Closed molokanov50 closed 1 year ago
hello, do you have the answer ?
@alpha-21 Hello. My scope is BERT-based translators and, in particular, NLLB-200. See here https://stackoverflow.com/questions/65927060/fine-tune-bert-for-a-specific-domain-on-a-different-language Moreover, in NLLB-200 not only the dictionary, but also the language set is fixed, since language names are special tokens included into a pretrained model's dictionary. They are prescribed in a lot of library files, have own IDs and, the most important thing, they along with other tokens form pretrained model's embedding matrix. As soon as we add a new lang in all library files, we get a pretrained model init error - inconsistency between the amount of langs and embedding matrix shape. That's why the main hypothesis is it's impossible to finetune NLLB-200 on a new language which is not included in a pretrained model.
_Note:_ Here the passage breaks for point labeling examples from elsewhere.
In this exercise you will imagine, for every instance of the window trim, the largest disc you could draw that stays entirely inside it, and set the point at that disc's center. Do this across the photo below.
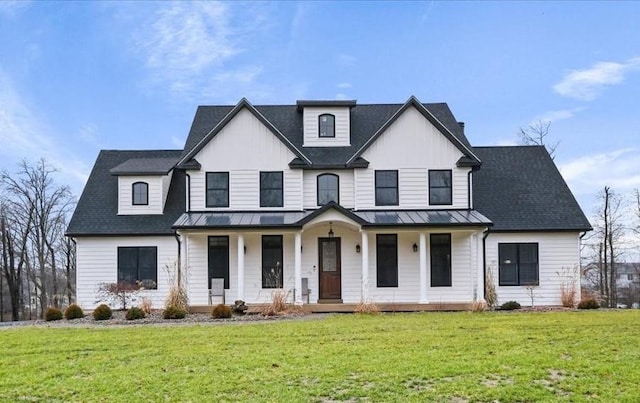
(431, 202)
(262, 203)
(333, 124)
(207, 203)
(328, 174)
(137, 248)
(519, 282)
(396, 187)
(431, 248)
(133, 193)
(262, 262)
(392, 284)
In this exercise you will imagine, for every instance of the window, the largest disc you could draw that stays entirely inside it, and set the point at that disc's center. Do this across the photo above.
(439, 187)
(518, 263)
(271, 185)
(138, 265)
(328, 189)
(386, 188)
(440, 260)
(327, 125)
(387, 260)
(217, 189)
(140, 194)
(272, 261)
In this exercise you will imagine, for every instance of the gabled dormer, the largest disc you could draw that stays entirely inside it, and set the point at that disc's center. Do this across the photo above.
(326, 123)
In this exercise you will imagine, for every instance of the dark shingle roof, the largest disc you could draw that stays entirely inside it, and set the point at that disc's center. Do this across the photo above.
(97, 209)
(520, 188)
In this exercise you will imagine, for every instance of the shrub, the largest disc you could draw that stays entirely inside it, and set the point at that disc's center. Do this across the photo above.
(510, 306)
(134, 313)
(221, 311)
(588, 303)
(73, 311)
(173, 312)
(52, 314)
(102, 312)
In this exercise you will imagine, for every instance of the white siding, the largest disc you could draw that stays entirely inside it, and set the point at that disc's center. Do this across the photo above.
(97, 262)
(244, 147)
(413, 146)
(157, 195)
(558, 257)
(342, 121)
(311, 188)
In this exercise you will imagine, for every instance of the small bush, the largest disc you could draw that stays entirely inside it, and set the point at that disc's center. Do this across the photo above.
(102, 312)
(510, 306)
(172, 312)
(221, 311)
(73, 311)
(134, 313)
(588, 303)
(53, 314)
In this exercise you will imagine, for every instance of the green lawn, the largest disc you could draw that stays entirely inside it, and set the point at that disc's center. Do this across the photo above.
(550, 356)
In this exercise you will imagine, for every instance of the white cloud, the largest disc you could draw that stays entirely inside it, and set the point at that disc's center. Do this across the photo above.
(194, 48)
(554, 116)
(587, 84)
(24, 136)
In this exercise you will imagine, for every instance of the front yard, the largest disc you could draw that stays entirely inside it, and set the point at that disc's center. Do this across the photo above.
(571, 356)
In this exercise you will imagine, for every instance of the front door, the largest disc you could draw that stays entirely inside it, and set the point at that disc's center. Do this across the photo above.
(330, 275)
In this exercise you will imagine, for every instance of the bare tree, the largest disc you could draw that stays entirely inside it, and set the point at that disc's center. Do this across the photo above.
(536, 134)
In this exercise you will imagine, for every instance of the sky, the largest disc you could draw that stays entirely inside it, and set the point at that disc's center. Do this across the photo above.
(77, 77)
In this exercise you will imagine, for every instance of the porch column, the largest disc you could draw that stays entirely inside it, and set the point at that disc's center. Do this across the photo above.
(240, 267)
(365, 267)
(297, 252)
(423, 268)
(480, 264)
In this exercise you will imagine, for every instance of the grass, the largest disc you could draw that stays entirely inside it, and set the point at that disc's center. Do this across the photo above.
(550, 356)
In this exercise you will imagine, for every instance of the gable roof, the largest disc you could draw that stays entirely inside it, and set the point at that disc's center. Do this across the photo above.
(521, 189)
(286, 121)
(97, 210)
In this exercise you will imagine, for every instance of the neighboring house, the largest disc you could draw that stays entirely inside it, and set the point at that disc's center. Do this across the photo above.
(384, 203)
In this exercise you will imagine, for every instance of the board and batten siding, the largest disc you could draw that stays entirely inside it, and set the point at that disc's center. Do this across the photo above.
(342, 127)
(244, 148)
(310, 184)
(558, 262)
(157, 194)
(412, 146)
(97, 263)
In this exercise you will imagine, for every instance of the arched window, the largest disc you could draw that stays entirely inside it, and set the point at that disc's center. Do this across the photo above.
(140, 194)
(328, 189)
(327, 125)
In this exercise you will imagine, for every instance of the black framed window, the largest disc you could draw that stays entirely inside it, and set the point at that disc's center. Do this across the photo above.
(440, 247)
(272, 272)
(326, 125)
(217, 189)
(518, 264)
(140, 194)
(218, 259)
(387, 260)
(440, 189)
(328, 188)
(271, 189)
(386, 188)
(138, 264)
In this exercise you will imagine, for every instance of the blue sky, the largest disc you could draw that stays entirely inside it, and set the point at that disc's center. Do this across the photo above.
(77, 77)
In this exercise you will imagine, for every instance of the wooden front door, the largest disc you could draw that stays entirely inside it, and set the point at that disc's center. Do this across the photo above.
(330, 273)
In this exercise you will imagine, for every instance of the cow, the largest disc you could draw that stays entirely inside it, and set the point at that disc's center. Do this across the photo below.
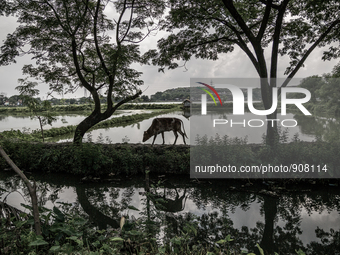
(160, 125)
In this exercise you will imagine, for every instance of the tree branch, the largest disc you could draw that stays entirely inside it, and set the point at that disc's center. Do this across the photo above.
(309, 51)
(96, 40)
(276, 41)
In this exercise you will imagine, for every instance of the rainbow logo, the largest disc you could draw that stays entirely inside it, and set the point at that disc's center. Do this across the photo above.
(210, 87)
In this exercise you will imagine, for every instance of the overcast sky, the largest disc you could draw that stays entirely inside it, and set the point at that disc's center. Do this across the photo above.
(233, 65)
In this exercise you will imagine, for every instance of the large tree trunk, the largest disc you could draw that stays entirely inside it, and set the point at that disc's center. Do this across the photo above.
(272, 132)
(267, 99)
(85, 125)
(97, 116)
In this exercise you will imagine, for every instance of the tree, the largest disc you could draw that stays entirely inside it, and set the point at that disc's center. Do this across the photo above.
(205, 29)
(72, 46)
(35, 105)
(325, 91)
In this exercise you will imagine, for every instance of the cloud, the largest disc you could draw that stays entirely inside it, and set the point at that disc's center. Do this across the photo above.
(235, 64)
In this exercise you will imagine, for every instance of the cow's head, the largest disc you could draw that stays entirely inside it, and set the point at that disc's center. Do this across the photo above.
(146, 136)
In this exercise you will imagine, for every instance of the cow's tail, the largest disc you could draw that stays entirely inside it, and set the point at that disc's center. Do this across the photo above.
(184, 129)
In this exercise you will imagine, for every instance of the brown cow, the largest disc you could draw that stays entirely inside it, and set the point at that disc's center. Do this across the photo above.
(160, 125)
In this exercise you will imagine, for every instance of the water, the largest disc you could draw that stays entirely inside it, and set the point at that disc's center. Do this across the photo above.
(309, 128)
(293, 219)
(22, 123)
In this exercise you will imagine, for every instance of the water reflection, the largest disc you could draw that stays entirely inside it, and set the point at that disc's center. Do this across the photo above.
(297, 218)
(309, 128)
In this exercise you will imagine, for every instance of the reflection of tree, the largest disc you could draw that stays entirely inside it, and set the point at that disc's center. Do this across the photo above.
(100, 219)
(279, 231)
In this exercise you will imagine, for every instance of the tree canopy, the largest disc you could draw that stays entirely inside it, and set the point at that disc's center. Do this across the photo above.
(206, 29)
(76, 44)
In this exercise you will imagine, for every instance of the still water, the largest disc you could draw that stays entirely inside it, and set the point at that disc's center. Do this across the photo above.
(308, 128)
(301, 217)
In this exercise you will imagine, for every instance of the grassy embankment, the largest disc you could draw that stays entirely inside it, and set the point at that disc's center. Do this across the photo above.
(35, 135)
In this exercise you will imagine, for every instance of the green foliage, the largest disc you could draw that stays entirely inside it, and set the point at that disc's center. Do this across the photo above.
(27, 92)
(96, 159)
(114, 122)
There's a workaround - you can repurpose an existing language within the model. Select a language, for example one that had the least amount of data during the initial training. Then, prepare your new dataset labeled as if it's for the chosen language and fine-tune the model on this dataset. For inference simply use the replaced language's token.
I did this with m2m100, replacing Zulu with Kabardian and it worked decently well. The quality of translation is not the best, but if you have no other options that's a good starting point.
@qunash thanks i whant to fine tune Fula, is already existe but only for fula nigeria. So i want to fine tune for fula Guinea, do you have a document or python file for help me. i aldready have the data fula to french. Thank you for your help
Hi team,
Is it possible to fine-tune any pretrained fairseq multilingual translation model on a new language pair, with one language already seen (let it be English) and the other not seen in a pretrained model? If yes, is all the procedure the same, i.e., create a dataset and implement a training/fine-tuning script? How about a transformer-based subset of fairseq models and, in particular, NLLB?